Her gün yaptığım rutin işler bile bu mevsimde daha zevkli oldu sanki. Sabah arabayla işe giderken dinlediğim müzik bir başka ritmik. Gözüm ise doğanın üzerinde. Bir gün önce aynı yerden geçerken gördüğüm ağaçların tomurcuklandığını, çiçeklenip, yeşerdiğini, düşen her bir çiçeği, yapraklarının nasıl renk değiştirdiğini izliyorum. Tıpkı ipek böceğinin kozasını örmesini ve sonra da onu delip uçan kelebek olmasını izler gibi.

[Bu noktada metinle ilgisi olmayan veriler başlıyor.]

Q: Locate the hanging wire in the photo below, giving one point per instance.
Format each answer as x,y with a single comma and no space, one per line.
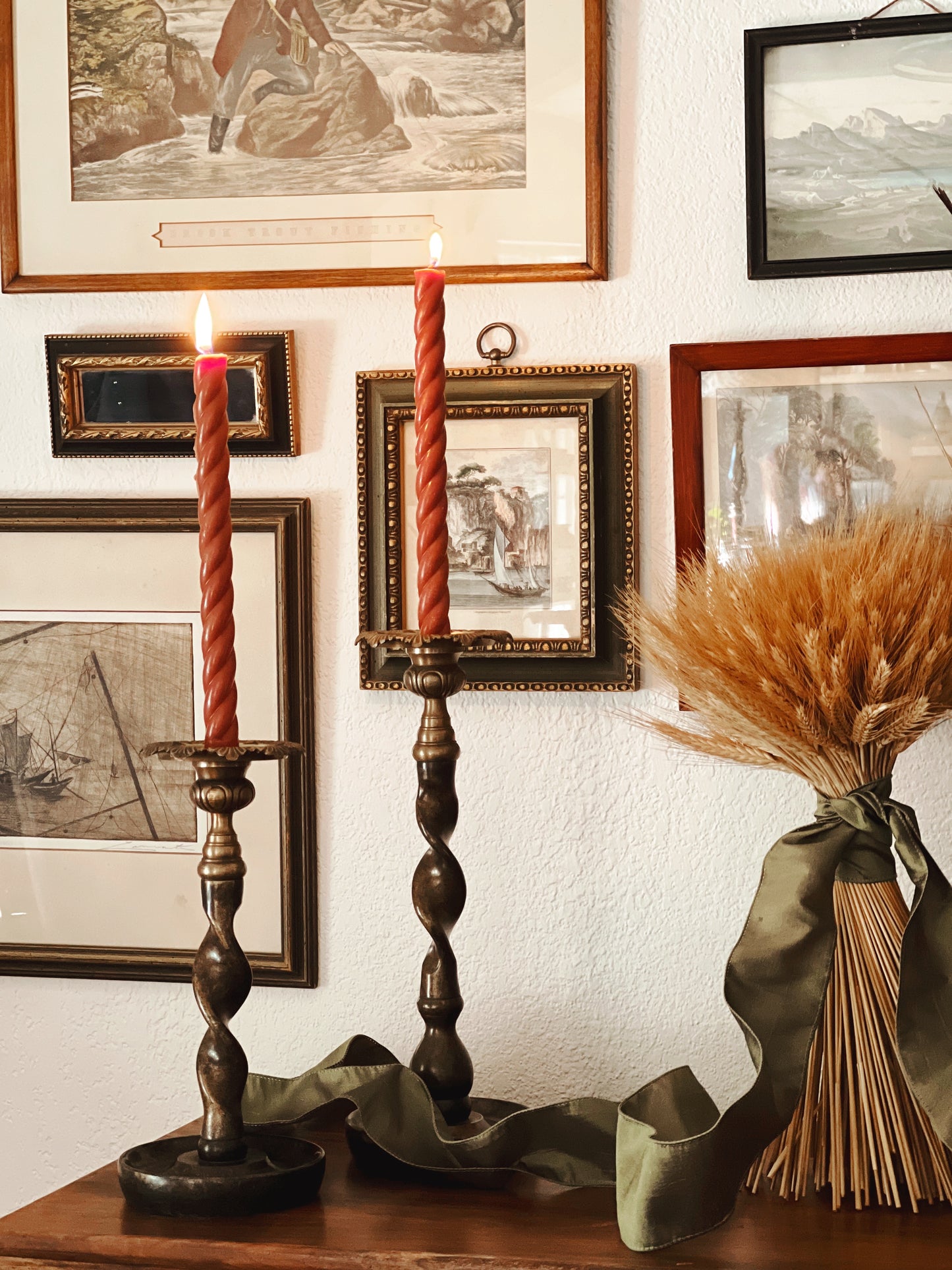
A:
928,3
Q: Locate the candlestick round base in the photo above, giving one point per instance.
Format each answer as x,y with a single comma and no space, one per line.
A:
168,1179
378,1163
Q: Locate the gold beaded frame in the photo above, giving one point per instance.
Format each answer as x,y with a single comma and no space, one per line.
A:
603,401
267,356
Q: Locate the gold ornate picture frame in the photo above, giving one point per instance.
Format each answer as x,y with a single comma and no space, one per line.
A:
542,521
127,395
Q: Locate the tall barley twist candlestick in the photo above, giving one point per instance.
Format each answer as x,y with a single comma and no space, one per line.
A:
439,887
215,550
224,1171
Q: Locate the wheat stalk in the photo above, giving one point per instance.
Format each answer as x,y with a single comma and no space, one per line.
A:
828,657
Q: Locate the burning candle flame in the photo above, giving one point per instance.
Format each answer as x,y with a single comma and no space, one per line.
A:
205,342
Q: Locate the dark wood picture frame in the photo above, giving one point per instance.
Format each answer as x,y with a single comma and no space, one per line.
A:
605,399
594,267
289,521
756,45
268,355
691,361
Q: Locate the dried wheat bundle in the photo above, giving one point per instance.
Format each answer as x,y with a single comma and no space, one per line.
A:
827,656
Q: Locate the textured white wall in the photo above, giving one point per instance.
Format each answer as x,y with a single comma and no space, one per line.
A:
608,878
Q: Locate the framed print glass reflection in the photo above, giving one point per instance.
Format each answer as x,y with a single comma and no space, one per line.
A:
541,517
849,146
200,144
101,653
782,438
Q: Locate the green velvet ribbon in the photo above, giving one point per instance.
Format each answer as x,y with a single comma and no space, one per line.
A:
677,1163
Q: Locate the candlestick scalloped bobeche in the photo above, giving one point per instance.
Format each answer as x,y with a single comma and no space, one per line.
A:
253,751
484,642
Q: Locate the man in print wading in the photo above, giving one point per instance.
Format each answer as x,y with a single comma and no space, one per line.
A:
266,36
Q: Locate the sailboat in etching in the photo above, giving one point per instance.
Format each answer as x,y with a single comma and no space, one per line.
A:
508,579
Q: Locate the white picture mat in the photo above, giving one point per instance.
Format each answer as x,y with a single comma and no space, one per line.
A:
546,223
194,621
564,619
130,900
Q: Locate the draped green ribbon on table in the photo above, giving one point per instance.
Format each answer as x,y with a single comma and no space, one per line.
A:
677,1163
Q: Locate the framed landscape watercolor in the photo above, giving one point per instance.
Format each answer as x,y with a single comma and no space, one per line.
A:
542,520
101,644
125,395
849,148
212,144
781,437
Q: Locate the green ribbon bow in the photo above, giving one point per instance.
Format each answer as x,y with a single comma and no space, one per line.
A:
677,1163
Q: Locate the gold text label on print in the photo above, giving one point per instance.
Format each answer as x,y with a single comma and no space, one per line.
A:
301,233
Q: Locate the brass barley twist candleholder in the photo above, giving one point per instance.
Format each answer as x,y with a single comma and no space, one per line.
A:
224,1170
441,1060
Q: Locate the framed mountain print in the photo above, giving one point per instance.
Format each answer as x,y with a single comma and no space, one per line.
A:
212,144
101,654
542,520
849,148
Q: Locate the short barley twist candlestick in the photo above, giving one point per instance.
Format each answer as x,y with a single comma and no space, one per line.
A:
215,552
439,887
225,1170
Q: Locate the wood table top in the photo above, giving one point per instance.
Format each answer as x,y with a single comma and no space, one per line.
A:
362,1223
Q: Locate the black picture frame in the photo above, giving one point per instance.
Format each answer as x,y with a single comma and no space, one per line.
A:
289,522
267,360
605,400
756,46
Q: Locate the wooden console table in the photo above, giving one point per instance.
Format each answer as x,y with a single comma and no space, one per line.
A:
378,1225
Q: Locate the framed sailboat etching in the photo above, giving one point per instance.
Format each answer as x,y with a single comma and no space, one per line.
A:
212,144
99,656
542,515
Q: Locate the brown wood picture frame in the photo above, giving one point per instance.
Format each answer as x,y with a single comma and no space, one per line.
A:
115,364
603,399
593,267
688,362
289,522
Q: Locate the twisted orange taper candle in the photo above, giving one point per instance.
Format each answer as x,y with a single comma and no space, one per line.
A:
215,549
432,534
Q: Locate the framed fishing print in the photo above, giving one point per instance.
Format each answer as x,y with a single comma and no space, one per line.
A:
215,144
779,438
542,516
101,656
849,148
123,395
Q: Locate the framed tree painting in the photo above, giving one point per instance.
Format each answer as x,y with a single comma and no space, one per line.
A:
782,437
542,500
849,148
212,144
99,656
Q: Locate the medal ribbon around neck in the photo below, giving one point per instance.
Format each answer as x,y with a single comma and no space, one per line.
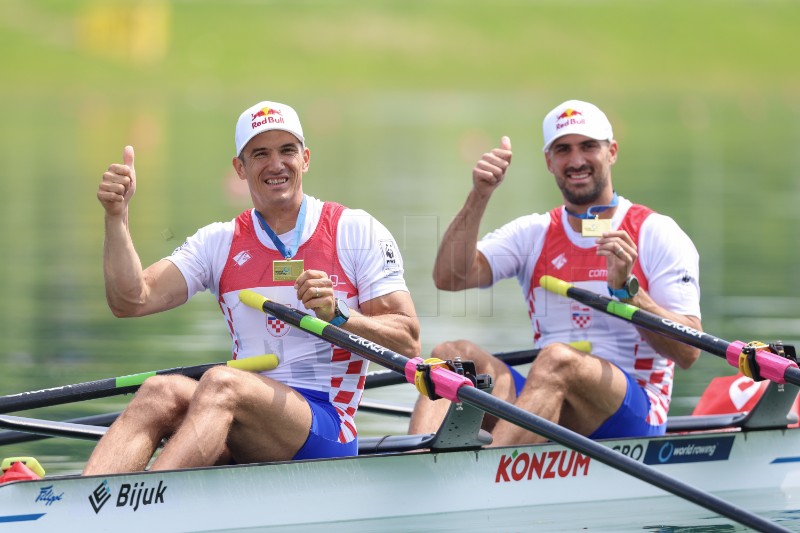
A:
298,231
595,210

Sabahları Starbucks’ta kahve ve kitap keyfi bile başka zevkli oldu. Ön bahçeyi, balta girmemiş orman görüntüsüne sokan, adını bilmediğim koyu yeşil, kalın yapraklı minik ağaçların, bu mevsimde açan çiçeklerinin, gece yağan nemle ıslanarak etrafa saçtığı o harikulâde koku, başımı döndürüyor. Gözümü kitaptan ayırıp, doğanın mucizevi değişimini düşünüyorum. Baharın bizi allak bullak etmesini, yüreklerimizi çırpınan serçelere döndürmesini, ruhumuzu şenlendirmesini…

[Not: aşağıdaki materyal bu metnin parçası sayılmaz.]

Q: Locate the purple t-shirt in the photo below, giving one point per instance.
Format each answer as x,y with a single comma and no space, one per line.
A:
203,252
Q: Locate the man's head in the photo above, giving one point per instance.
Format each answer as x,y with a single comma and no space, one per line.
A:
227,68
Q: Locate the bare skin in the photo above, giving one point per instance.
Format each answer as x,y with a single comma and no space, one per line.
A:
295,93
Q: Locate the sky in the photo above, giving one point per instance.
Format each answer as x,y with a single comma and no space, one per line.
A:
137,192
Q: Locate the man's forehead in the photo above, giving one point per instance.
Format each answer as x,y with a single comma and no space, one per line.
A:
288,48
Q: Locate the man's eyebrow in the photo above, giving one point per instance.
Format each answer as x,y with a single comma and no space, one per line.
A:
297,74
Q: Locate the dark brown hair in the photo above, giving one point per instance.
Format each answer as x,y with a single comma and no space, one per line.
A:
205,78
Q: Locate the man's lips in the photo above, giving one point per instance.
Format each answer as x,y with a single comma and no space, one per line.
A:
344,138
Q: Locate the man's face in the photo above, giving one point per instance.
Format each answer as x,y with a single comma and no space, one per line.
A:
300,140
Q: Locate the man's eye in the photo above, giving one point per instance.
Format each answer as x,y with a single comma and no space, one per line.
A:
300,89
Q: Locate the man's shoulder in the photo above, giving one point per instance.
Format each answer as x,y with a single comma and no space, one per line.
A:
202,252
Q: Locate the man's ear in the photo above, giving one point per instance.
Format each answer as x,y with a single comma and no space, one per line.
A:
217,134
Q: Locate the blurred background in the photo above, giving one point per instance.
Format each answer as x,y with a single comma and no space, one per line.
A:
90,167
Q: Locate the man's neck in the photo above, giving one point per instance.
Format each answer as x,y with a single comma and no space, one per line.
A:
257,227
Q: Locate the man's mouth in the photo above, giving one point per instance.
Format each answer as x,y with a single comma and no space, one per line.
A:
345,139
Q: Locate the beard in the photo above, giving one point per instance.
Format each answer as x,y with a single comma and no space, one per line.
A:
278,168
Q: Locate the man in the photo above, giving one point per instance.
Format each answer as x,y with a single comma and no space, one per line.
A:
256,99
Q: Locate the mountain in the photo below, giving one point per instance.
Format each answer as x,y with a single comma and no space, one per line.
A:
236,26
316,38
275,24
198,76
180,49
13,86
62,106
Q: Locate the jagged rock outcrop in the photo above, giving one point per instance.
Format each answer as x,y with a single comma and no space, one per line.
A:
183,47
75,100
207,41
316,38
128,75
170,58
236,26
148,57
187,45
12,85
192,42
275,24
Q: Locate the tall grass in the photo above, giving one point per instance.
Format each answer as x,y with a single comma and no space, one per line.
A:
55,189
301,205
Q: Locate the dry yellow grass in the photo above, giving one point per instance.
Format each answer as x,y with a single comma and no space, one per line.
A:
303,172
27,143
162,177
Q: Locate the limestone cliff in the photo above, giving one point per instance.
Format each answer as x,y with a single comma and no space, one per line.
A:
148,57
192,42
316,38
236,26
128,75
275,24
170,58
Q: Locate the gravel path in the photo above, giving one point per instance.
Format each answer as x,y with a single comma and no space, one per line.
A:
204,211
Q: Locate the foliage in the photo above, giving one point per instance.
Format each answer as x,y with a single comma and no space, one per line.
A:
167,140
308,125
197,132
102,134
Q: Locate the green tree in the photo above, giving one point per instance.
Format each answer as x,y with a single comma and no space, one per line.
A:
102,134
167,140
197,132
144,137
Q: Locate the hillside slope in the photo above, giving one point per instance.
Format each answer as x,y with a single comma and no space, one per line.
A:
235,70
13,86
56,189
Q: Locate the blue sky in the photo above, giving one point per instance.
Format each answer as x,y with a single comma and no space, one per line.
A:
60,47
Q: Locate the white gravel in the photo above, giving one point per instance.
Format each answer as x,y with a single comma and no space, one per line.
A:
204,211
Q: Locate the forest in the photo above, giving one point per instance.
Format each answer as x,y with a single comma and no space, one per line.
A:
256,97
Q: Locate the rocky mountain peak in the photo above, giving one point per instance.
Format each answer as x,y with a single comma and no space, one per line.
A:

Erguvanlar ve mor salkımlar bütün bahçelerde güzeldir güzel olmasına, ama ben onları en çok boğaza yakıştırıyorum. Gözüm kapalı, boğazın iki yanına sıralanmış yalıların, boğazın sırtlarına yayılmış köşklerin, erguvanlarla, mor salkımlarla oluşturdukları o romantik tabloyu tahayyül edebiliyorum. Ama bu sene fark ettim ki, belki de seneye bu tabloyu sadece tahayyül etmekle yetineceğiz. Geçen hafta sonu Boğaz Köprüsü’nden geçerken üzülerek gördüm ki, boğazın sırtları artık renk değiştiriyor; bizi coşkuyla karşılayan morlar yerini soğuk, hüzünlü beton rengine bırakıyor. Tek şükredeceğim şey ise, en azından o tabloyu, ben gökyüzüne yükselinceye kadar dimağımda tutabilecek kadar hatıraya sahip olmak. Şimdiki çocukların böyle bir anısı bile olmayacak. Ne yazık!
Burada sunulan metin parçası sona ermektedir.